CHRONIQUE. Des scientifiques des Universités de Göteborg et de Stockholm ont observé que les mâles drosophiles ont développé une vision aiguisée pour contrer les stratégies des femelles qui cherchent à les leurrer. Ces résultats sont publiés dans la revue scientifique «Evolution»
Pour séduire une femelle, tout est affaire de cadeau nuptial chez les drosophiles, petite mouche du vinaigre. Les mâles se doivent d’offrir une savoureuse proie en guise de préambule s’ils espèrent conclure. Un rituel bien rodé au point que, durant leurs courtes vies, les femelles ne cherchent pas de nourriture par elles-mêmes, se contentant des présents qui leur sont destinés pour obtenir un apport énergétique suffisant afin de pondre leurs œufs. Les mâles s’y retrouvent puisque en nourrissant l’objet de leur convoitise, ils pourront fertiliser ses œufs et ainsi transmettre leurs gènes.
Pour ce faire, les mâles sélectionnent soigneusement leur «proie»: une femelle prête à se reproduire. Ils choisissent donc une mouche relativement grosse, avec un ventre bien rond qui indique que les œufs sont prêts à être pondus.

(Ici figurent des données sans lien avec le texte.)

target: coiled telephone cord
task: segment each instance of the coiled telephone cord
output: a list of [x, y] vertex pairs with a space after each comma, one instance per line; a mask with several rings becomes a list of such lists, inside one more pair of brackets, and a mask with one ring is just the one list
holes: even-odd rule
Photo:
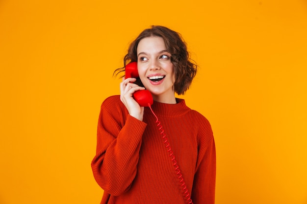
[[167, 151], [169, 153], [169, 156], [172, 158], [171, 160], [173, 162], [173, 165], [175, 167], [175, 170], [177, 172], [176, 174], [178, 176], [178, 179], [179, 180], [179, 185], [182, 188], [182, 190], [183, 191], [183, 197], [186, 199], [186, 201], [189, 204], [193, 204], [192, 202], [192, 199], [191, 199], [191, 197], [190, 196], [190, 194], [188, 192], [188, 190], [187, 187], [186, 186], [186, 184], [184, 182], [183, 180], [183, 177], [182, 177], [182, 174], [180, 173], [180, 169], [179, 169], [179, 166], [177, 164], [177, 161], [176, 161], [175, 159], [175, 157], [174, 156], [174, 153], [173, 151], [172, 151], [172, 148], [171, 148], [171, 146], [170, 145], [170, 143], [168, 142], [168, 139], [167, 137], [166, 137], [166, 135], [164, 133], [164, 130], [163, 129], [162, 125], [161, 125], [161, 122], [159, 121], [158, 119], [158, 117], [154, 114], [154, 111], [152, 109], [152, 107], [150, 106], [150, 104], [149, 104], [149, 107], [150, 108], [152, 112], [153, 112], [153, 114], [155, 117], [156, 119], [156, 121], [155, 123], [157, 123], [157, 126], [159, 130], [161, 131], [160, 134], [162, 136], [162, 138], [164, 140], [164, 144], [165, 144], [165, 147], [167, 149]]

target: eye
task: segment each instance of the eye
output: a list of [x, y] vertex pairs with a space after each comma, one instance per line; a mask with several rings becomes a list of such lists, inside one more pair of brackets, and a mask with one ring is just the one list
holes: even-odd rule
[[162, 55], [160, 56], [160, 59], [168, 59], [169, 57], [166, 55]]
[[145, 57], [141, 57], [139, 59], [140, 61], [144, 61], [145, 60], [148, 60], [148, 59], [147, 58], [146, 58]]

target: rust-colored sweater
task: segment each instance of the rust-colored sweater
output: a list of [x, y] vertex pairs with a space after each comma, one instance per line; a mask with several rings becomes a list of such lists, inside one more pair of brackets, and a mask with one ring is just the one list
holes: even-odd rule
[[[214, 203], [215, 148], [208, 120], [187, 107], [154, 102], [152, 108], [166, 137], [194, 204]], [[102, 204], [180, 204], [178, 175], [148, 107], [143, 121], [129, 115], [119, 95], [102, 104], [94, 176], [104, 190]]]

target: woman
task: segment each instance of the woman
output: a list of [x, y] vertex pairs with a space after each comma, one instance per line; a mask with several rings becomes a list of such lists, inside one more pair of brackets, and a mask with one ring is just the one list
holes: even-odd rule
[[[196, 73], [185, 43], [176, 32], [153, 26], [131, 44], [124, 67], [115, 72], [130, 62], [137, 62], [145, 88], [135, 78], [123, 78], [120, 96], [105, 99], [99, 116], [92, 168], [104, 190], [101, 204], [214, 204], [211, 126], [175, 95], [184, 93]], [[150, 108], [133, 97], [145, 88], [154, 99]]]

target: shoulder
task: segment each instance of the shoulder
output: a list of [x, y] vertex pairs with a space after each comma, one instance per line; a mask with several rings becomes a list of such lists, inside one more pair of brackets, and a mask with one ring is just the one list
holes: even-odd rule
[[191, 125], [197, 130], [199, 136], [202, 136], [206, 140], [213, 138], [213, 132], [209, 120], [197, 111], [191, 110], [189, 118], [191, 118]]
[[120, 96], [119, 95], [115, 95], [109, 96], [104, 99], [102, 106], [109, 106], [112, 105], [114, 106], [119, 105], [121, 103]]

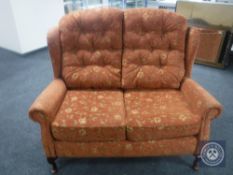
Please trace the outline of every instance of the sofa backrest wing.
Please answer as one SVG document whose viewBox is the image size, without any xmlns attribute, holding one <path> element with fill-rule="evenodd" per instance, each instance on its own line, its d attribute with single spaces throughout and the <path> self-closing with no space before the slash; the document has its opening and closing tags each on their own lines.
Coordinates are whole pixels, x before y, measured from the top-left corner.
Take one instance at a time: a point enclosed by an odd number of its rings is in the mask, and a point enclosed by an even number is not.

Mais un jour… certaines cibles se sont mises à tricher! De jeunes femelles pas encore fertiles gonflent leur abdomen et développent davantage de poils afin de paraître plus grosses. En agissant de cette manière, elles s’assurent un festin auprès de mâles naïfs et pourront plus tard pondre davantage d’œufs.
Les mâles, eux, ne tirent aucun avantage à nourrir des femelles qui ne se reproduisent pas avec eux. Les scientifiques des Universités de Göteborg et de Stockholm ont alors observé que la riposte s’organisait. Au fil des générations, les mâles sont en effet en train de s’adapter.
L’équipe de recherche a observé que chez les espèces de drosophiles dont les femelles avaient davantage recours à des feintes pour paraître plus grosses, les mâles avaient de plus gros yeux. Et les mâles avec les yeux les plus gros avaient un meilleur succès reproductif que les autres. Pourquoi? Simplement parce qu’ils ont une vue plus aiguisée qui leur permet de repérer les tricheuses et d’identifier les femelles réellement prêtes à pondre.
C’est donc un phénomène évolutif que les scientifiques observent presque en temps réel, grâce à la très courte durée d’une génération chez les mouches. Dans un premier temps, les femelles qui réussissaient à leurrer les mâles ont été avantagées par sélection naturelle. Dans un second temps, les mâles ayant la vue la plus aiguisée sont favorisés au fil des générations parce qu’ils réussissent mieux à se reproduire. C’est une vraie course aux armements évolutive entre mâle et femelle.
Et les scientifiques s’attendent à ce que cette course se poursuive. Alors, quel sera le prochain coup des femelles pour contrer la vue aiguisée des mâles? Les chercheurs l’ignorent, mais ne doutent pas qu’elles développeront de nouvelles stratégies… Affaire à suivre.